Comparing Offline and Online Statistics Estimation for Text Retrieval from Overlapped Collections
Student Defense
Date: September 11, 2007
Time: 10:30 AM - 12:00 PM
Contact Person: Bhaumik Chokshi
Contact Email: bhaumik.chokshi@asu.edu
Location: BYENG 455
Defense Type: Master's Thesis Defense
Committee Members
Dr. Subbarao Kambhampati
Dr. Yi Chen
Dr. Hasan Davulcu
In an environment of distributed text collections, the first step in the information retrieval process is to identify which of all available collections are more relevant to a given query and should thus be accessed to answer the query. Collection selection is difficult due to the varying relevance of sources as well as the overlap between these sources. Some of the previous collection selection methods have considered relevance of the collections but have ignored overlap among collections. They thus make the unrealistic assumption that the collections are all effectively disjoint. Overlap estimation can be done in two ways - offline or online. In this thesis, the main objective is to compare these two approaches for estimating statistics.
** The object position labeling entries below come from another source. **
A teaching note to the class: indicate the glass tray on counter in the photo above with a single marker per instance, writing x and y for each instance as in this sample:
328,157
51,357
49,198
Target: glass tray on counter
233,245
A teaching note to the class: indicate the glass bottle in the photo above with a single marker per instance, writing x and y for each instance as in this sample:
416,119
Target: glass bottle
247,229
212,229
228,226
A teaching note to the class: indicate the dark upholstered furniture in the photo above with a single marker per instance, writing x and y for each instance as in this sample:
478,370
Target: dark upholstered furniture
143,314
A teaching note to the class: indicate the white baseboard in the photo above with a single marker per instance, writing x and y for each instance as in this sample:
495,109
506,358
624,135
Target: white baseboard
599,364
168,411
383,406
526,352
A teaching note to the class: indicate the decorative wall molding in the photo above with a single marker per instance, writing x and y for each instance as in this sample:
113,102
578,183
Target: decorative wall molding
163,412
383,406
One of the existing approaches(e.g., COSCO) uses offline approach to store the statistics for frequent item sets. It uses these statistics to estimate statistics for the user query. In this thesis, ROSCO is presented, which uses sample based online approach to estimate the overlap among collections for a given query. In addition to that, COSCO and ROSCO are compared with ReDDE(which does not consider overlap) under a variety of scenarios. The experiments show that ROSCO is able to outperform existing methods by 8-10% in presence of overlap among collections.